Plot methods are also provided to quickly visualize realtime data:
realtime_ex <- realtime_dd(station_number = "08MF005")
plot(realtime_ex)
and also historical data:
hy_ex <- hy_daily_flows(station_number = "08MF005", start_date = "2013-01-01")
plot(hy_ex)
To report bugs/issues/feature requests, please file an issue.
These are very welcome!
If you would like to contribute to the package, please see our CONTRIBUTING guidelines.
Please note that this project is released with a Contributor Code of Conduct. By participating in this project you agree to abide by its terms.
Get citation information for tidyhydat
in R by running:
To cite package 'tidyhydat' in publications use:
Albers S (2017). "tidyhydat: Extract and Tidy Canadian Hydrometric
Data." _The Journal of Open Source Software_, *2*(20).
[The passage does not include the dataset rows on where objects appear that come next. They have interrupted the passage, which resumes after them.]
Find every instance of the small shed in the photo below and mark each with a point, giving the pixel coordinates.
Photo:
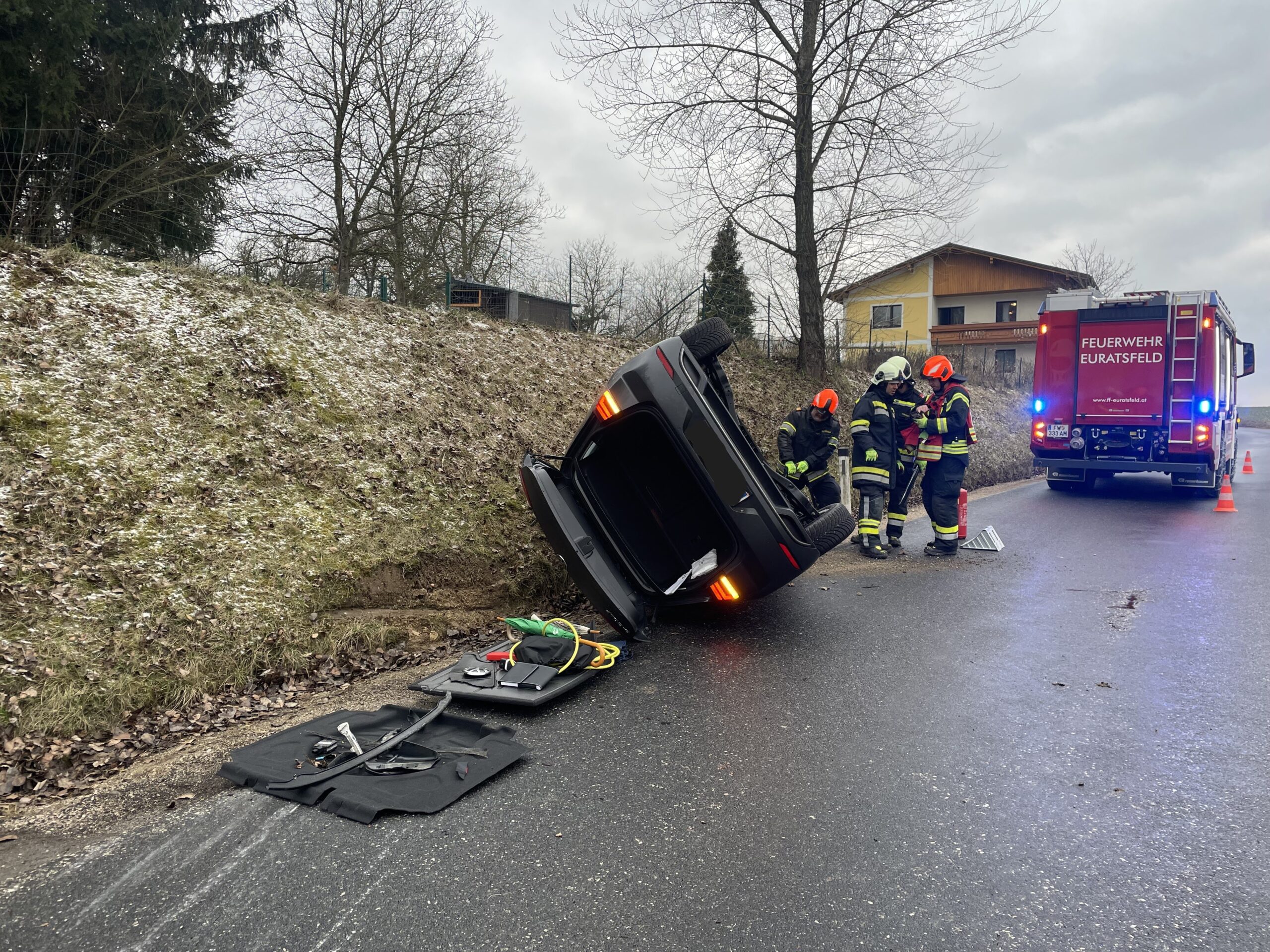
(509, 305)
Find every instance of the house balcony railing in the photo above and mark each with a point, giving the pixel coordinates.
(1004, 333)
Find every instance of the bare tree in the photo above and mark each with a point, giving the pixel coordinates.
(825, 128)
(1110, 275)
(599, 284)
(388, 146)
(663, 298)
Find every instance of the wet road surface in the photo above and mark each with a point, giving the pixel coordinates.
(1060, 747)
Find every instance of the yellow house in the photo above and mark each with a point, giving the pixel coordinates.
(954, 298)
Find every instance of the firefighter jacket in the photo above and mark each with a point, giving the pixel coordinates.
(873, 427)
(951, 427)
(907, 399)
(803, 438)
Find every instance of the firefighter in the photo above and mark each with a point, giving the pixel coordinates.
(873, 455)
(949, 433)
(906, 403)
(808, 441)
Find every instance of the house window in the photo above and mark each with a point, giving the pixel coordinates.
(888, 316)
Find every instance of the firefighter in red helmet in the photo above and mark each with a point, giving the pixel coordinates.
(808, 441)
(948, 433)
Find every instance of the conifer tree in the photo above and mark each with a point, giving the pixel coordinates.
(727, 293)
(116, 119)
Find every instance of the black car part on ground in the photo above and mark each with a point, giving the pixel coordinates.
(362, 795)
(454, 681)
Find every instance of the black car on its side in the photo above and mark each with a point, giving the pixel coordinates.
(663, 498)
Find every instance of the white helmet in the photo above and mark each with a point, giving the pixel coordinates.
(887, 372)
(902, 367)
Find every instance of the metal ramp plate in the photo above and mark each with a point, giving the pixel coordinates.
(987, 541)
(452, 679)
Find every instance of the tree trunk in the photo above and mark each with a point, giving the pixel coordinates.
(807, 261)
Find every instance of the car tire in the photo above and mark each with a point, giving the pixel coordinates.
(709, 339)
(831, 527)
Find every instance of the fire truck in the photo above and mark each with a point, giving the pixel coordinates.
(1141, 382)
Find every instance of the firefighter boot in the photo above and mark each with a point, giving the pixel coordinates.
(873, 547)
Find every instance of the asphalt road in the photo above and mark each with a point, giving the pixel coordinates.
(996, 754)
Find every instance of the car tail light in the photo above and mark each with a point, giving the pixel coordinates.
(607, 407)
(665, 362)
(724, 591)
(789, 555)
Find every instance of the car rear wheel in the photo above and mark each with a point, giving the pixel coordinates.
(831, 527)
(709, 339)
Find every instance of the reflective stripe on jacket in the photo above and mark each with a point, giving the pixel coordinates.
(873, 427)
(801, 438)
(949, 429)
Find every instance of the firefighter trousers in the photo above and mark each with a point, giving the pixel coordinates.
(942, 485)
(824, 488)
(869, 518)
(897, 509)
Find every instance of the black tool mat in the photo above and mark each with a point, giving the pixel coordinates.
(452, 679)
(361, 795)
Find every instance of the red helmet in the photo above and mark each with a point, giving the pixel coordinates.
(938, 367)
(826, 400)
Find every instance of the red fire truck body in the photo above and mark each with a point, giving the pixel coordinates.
(1142, 382)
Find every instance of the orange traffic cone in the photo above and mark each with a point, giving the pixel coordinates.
(1226, 500)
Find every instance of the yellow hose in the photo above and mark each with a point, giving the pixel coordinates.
(606, 658)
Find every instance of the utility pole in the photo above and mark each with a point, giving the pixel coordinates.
(769, 327)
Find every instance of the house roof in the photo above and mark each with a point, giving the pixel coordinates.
(962, 249)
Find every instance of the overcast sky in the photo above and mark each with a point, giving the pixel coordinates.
(1141, 123)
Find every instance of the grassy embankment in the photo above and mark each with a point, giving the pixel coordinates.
(193, 470)
(1257, 416)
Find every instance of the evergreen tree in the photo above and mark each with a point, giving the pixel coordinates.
(116, 119)
(727, 293)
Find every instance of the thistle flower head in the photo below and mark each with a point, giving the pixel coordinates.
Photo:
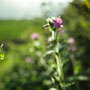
(34, 36)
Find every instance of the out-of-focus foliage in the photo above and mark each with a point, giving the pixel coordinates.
(23, 66)
(77, 24)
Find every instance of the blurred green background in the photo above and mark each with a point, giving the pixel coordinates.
(17, 74)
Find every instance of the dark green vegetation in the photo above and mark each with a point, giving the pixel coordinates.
(17, 74)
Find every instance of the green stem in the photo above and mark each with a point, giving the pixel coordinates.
(60, 70)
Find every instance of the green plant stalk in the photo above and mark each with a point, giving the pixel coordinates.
(60, 71)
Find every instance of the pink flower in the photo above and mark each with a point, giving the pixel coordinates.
(28, 59)
(34, 36)
(71, 41)
(57, 23)
(61, 31)
(73, 48)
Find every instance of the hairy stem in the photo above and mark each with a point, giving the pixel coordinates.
(60, 71)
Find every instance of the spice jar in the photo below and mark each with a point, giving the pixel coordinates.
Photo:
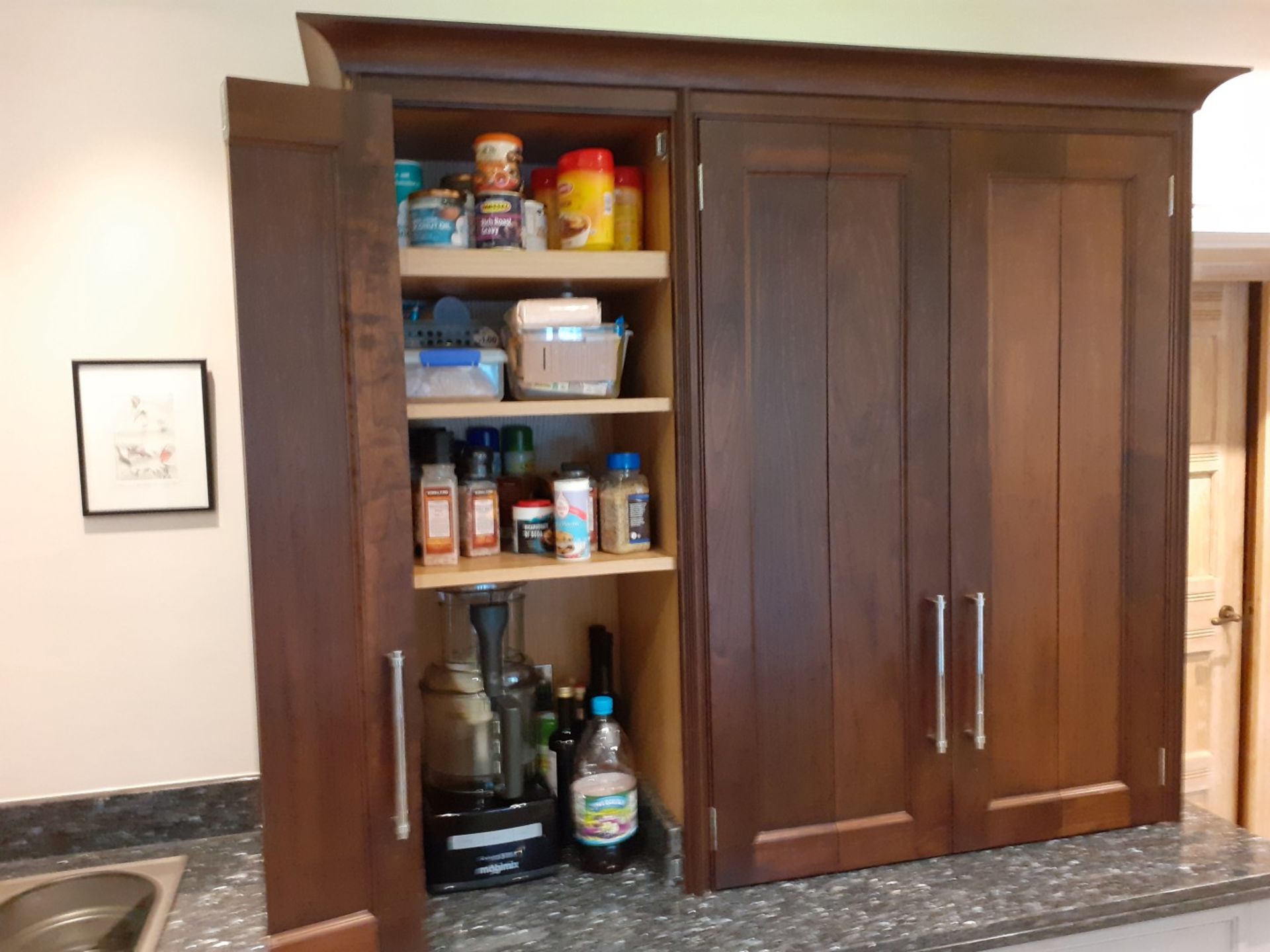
(437, 219)
(498, 161)
(478, 500)
(586, 187)
(465, 184)
(531, 527)
(517, 481)
(582, 471)
(624, 503)
(439, 500)
(628, 208)
(542, 184)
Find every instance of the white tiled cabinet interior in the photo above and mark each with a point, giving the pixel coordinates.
(1240, 928)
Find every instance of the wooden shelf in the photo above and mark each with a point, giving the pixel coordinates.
(513, 409)
(499, 274)
(509, 567)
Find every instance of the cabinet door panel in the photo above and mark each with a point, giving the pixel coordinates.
(1061, 290)
(328, 506)
(887, 366)
(763, 247)
(813, 288)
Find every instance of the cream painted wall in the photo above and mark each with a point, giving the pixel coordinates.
(125, 644)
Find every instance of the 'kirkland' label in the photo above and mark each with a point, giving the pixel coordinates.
(605, 809)
(439, 534)
(636, 517)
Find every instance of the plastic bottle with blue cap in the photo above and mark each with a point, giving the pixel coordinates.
(605, 793)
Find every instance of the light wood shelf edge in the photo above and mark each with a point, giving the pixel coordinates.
(509, 567)
(426, 267)
(512, 409)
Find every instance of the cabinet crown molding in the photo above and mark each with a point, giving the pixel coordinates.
(339, 48)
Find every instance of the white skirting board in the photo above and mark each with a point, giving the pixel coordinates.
(1236, 928)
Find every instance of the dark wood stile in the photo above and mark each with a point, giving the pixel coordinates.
(349, 933)
(328, 500)
(1062, 268)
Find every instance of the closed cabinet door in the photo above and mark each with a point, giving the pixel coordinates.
(1060, 428)
(825, 311)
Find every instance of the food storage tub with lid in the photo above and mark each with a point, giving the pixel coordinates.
(448, 374)
(545, 364)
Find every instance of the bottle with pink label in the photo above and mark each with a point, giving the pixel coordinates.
(605, 793)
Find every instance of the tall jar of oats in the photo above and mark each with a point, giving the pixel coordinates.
(625, 524)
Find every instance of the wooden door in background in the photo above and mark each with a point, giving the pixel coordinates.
(825, 310)
(1062, 274)
(1214, 543)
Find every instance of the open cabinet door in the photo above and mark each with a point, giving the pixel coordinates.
(324, 428)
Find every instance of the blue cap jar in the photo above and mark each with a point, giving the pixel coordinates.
(624, 461)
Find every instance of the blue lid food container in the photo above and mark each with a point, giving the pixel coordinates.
(454, 374)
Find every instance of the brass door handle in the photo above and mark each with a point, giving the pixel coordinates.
(1227, 615)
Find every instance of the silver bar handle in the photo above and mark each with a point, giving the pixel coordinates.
(941, 720)
(981, 739)
(402, 822)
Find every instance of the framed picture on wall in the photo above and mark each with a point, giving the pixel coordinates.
(144, 436)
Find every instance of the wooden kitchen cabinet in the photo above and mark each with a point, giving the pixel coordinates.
(911, 327)
(890, 433)
(1061, 423)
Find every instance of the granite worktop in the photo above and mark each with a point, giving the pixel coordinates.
(969, 902)
(966, 903)
(220, 902)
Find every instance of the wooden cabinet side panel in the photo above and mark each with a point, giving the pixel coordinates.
(328, 499)
(300, 516)
(1061, 386)
(763, 412)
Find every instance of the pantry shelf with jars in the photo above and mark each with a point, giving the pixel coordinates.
(512, 409)
(774, 364)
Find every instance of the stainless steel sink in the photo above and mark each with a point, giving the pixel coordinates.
(103, 909)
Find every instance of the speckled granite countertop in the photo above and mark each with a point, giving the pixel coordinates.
(964, 903)
(220, 903)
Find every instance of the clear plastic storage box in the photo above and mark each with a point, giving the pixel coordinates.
(448, 374)
(545, 364)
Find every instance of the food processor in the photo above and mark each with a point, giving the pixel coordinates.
(488, 819)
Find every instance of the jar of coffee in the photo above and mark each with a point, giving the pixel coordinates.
(498, 163)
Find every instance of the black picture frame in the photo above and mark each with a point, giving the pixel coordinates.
(207, 436)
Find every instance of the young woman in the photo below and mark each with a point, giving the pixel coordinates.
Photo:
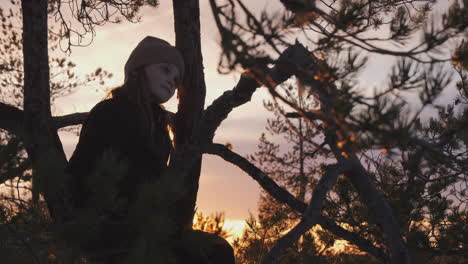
(124, 143)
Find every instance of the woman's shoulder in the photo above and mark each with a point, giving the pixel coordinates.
(110, 111)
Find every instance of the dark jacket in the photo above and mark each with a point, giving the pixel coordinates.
(116, 125)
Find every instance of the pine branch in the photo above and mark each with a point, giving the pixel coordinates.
(292, 59)
(70, 120)
(312, 214)
(285, 197)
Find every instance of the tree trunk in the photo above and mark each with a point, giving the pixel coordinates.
(41, 139)
(192, 99)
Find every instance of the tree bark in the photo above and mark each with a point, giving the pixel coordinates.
(41, 139)
(192, 99)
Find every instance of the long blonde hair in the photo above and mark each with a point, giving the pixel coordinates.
(135, 89)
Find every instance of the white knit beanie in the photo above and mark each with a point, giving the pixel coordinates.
(152, 50)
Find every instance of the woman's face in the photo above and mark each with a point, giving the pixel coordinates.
(162, 80)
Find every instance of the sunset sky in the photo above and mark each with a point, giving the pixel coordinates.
(223, 187)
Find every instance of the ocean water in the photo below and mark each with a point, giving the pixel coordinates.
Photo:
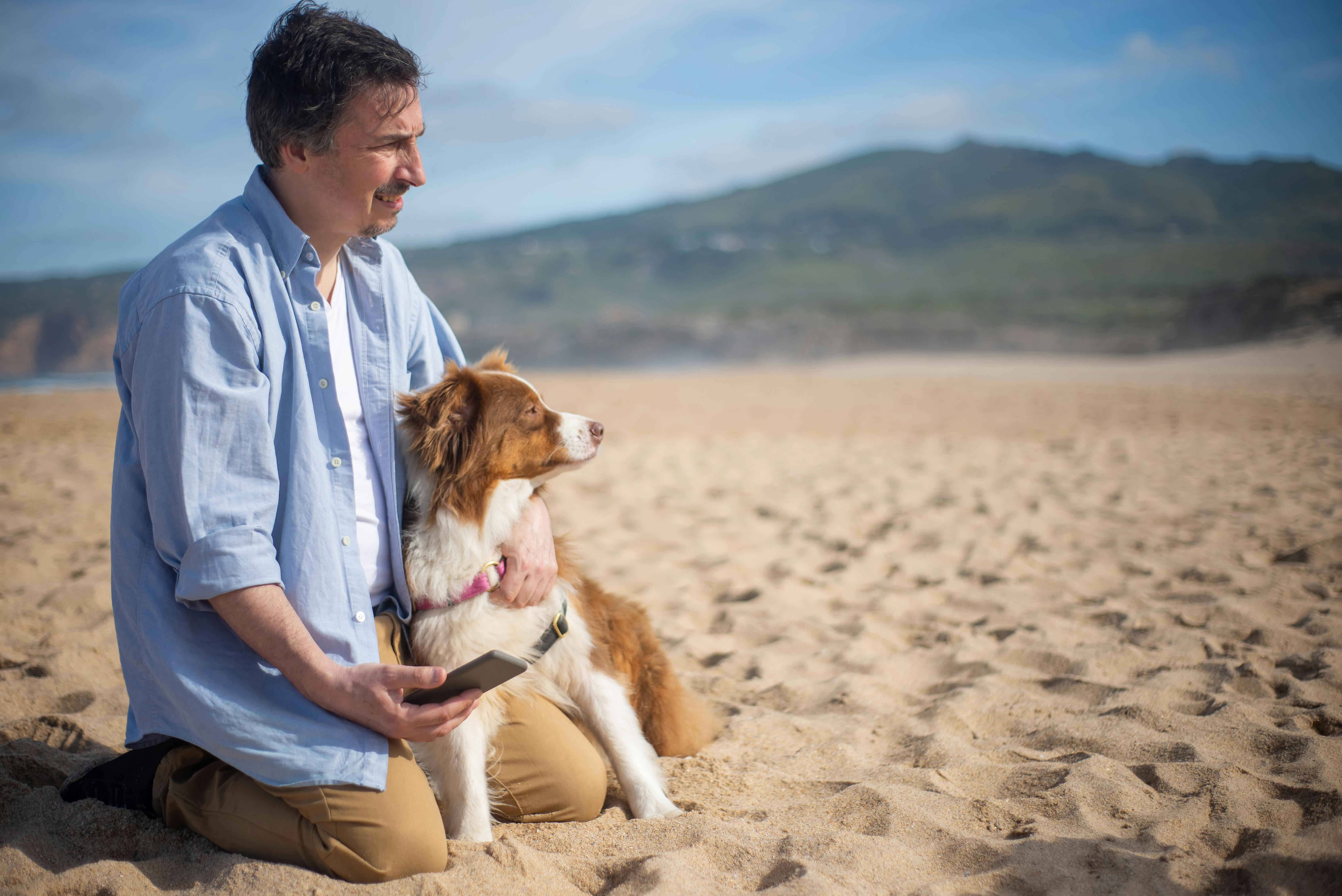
(61, 382)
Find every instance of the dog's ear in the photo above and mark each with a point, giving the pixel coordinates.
(496, 360)
(442, 420)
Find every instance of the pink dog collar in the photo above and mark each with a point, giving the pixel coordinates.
(480, 585)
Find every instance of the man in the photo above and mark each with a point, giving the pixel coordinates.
(260, 596)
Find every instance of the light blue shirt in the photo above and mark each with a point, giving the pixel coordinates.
(233, 469)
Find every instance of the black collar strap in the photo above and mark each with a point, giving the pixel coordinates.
(559, 628)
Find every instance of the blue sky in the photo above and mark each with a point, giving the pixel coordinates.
(121, 124)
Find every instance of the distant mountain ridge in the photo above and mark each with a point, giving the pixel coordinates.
(953, 249)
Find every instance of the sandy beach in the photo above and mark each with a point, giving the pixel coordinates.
(973, 626)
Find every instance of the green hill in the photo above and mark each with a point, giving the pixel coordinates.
(975, 247)
(994, 233)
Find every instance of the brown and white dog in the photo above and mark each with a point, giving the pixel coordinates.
(478, 446)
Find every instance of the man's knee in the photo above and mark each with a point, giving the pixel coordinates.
(387, 836)
(400, 850)
(547, 769)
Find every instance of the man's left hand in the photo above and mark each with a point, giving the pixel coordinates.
(532, 567)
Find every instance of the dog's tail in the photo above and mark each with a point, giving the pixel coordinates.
(674, 721)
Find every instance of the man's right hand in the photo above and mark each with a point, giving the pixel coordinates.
(368, 694)
(371, 694)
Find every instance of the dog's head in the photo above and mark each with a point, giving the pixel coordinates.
(484, 424)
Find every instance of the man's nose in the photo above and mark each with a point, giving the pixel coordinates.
(412, 170)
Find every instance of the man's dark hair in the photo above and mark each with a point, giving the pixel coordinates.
(309, 69)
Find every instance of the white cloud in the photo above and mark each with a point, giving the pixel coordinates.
(482, 115)
(1140, 53)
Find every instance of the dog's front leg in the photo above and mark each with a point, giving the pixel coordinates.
(606, 709)
(458, 765)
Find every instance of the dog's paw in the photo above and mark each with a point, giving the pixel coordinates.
(473, 835)
(657, 807)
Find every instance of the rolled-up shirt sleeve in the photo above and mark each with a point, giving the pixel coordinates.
(201, 412)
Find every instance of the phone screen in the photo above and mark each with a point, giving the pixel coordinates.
(485, 673)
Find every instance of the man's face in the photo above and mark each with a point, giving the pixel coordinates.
(375, 162)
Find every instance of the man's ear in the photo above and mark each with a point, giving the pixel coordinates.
(442, 420)
(293, 156)
(496, 360)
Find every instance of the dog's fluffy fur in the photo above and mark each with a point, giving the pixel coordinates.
(480, 444)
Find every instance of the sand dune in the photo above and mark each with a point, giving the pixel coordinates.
(975, 626)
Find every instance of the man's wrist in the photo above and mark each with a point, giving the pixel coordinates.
(317, 679)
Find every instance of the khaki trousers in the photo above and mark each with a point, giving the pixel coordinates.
(544, 768)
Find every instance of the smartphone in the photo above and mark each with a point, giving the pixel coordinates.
(486, 671)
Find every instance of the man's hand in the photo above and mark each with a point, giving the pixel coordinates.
(532, 567)
(371, 694)
(368, 694)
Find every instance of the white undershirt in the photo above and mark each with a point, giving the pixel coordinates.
(370, 504)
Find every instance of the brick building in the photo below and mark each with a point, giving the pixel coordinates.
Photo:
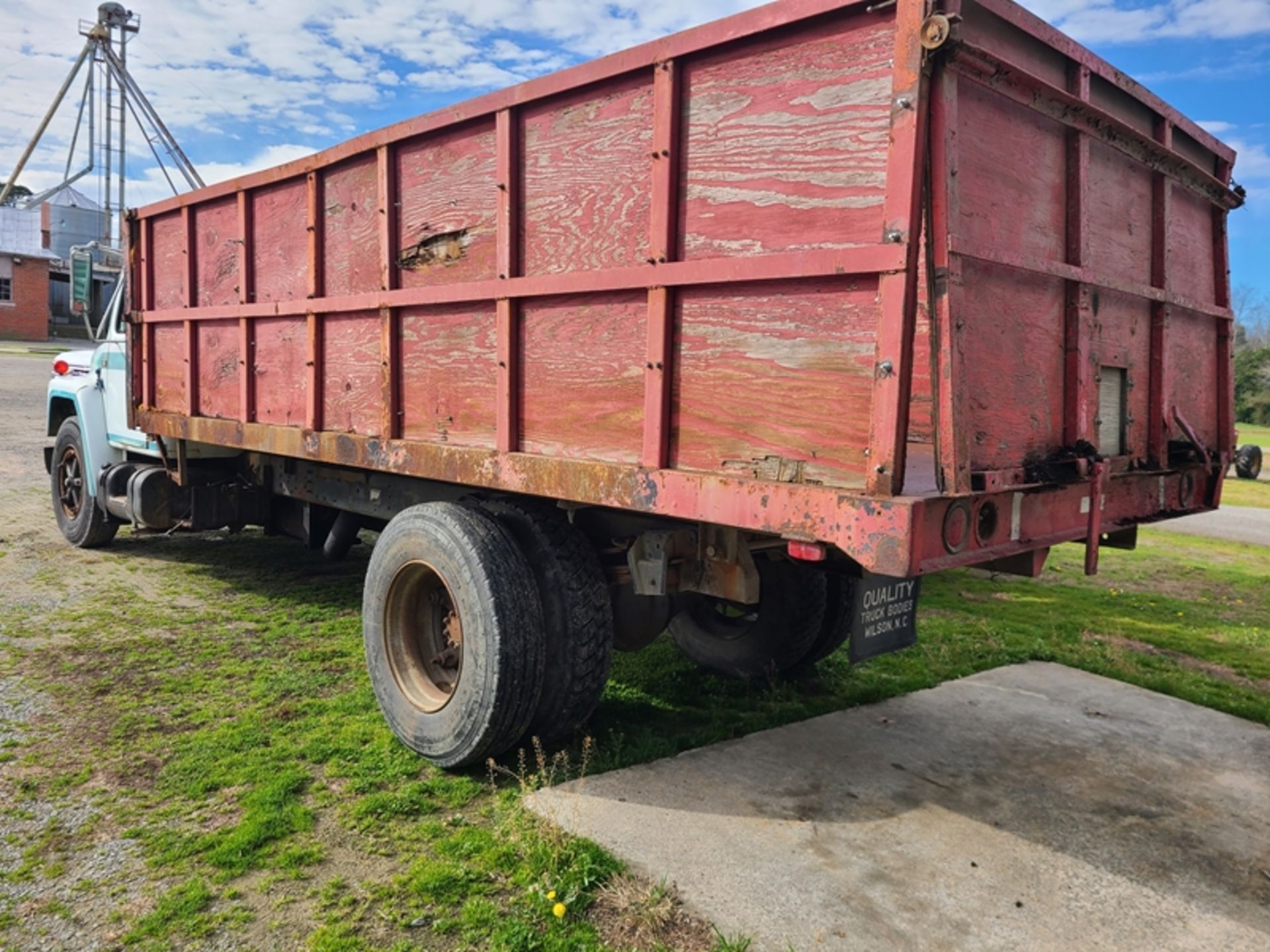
(23, 296)
(34, 274)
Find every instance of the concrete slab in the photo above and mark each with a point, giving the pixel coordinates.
(1032, 807)
(1234, 524)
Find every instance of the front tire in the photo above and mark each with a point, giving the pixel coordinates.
(81, 520)
(577, 615)
(452, 630)
(747, 641)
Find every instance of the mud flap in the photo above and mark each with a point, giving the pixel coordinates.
(883, 616)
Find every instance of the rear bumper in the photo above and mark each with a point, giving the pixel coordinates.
(1038, 517)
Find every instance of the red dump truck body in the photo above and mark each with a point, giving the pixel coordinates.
(790, 272)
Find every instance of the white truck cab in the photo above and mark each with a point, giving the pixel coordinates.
(103, 473)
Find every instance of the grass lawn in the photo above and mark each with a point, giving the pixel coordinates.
(226, 723)
(1251, 433)
(1255, 493)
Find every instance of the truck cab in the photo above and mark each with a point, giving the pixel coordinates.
(105, 473)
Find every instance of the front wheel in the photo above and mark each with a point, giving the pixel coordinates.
(81, 520)
(454, 635)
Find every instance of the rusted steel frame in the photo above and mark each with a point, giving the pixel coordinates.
(314, 365)
(507, 307)
(1027, 89)
(902, 218)
(148, 365)
(876, 534)
(1079, 313)
(636, 59)
(1224, 352)
(507, 333)
(1094, 536)
(317, 226)
(663, 248)
(822, 263)
(145, 286)
(1029, 23)
(952, 450)
(190, 252)
(247, 292)
(190, 299)
(385, 190)
(390, 376)
(190, 368)
(1086, 276)
(1158, 391)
doi:10.21105/joss.00511 <https://doi.org/10.21105/joss.00511>,
<http://dx.doi.org/10.21105/joss.00511>.
A BibTeX entry for LaTeX users is
@Article{,
title = {tidyhydat: Extract and Tidy Canadian Hydrometric Data},
author = {Sam Albers},
doi = {10.21105/joss.00511},
url = {http://dx.doi.org/10.21105/joss.00511},
year = {2017},
publisher = {The Open Journal},
volume = {2},
number = {20},
journal = {The Journal of Open Source Software},
}
Copyright 2017 Province of British Columbia
Licensed under the Apache License, Version 2.0 (the “License”); you may not use this file except in compliance with the License. You may obtain a copy of the License at
https://www.apache.org/licenses/LICENSE-2.0
Unless required by applicable law or agreed to in writing, software distributed under the License is distributed on an “AS IS” BASIS, WITHOUT WARRANTIES OR CONDITIONS OF ANY KIND, either express or implied. See the License for the specific language governing permissions and limitations under the License.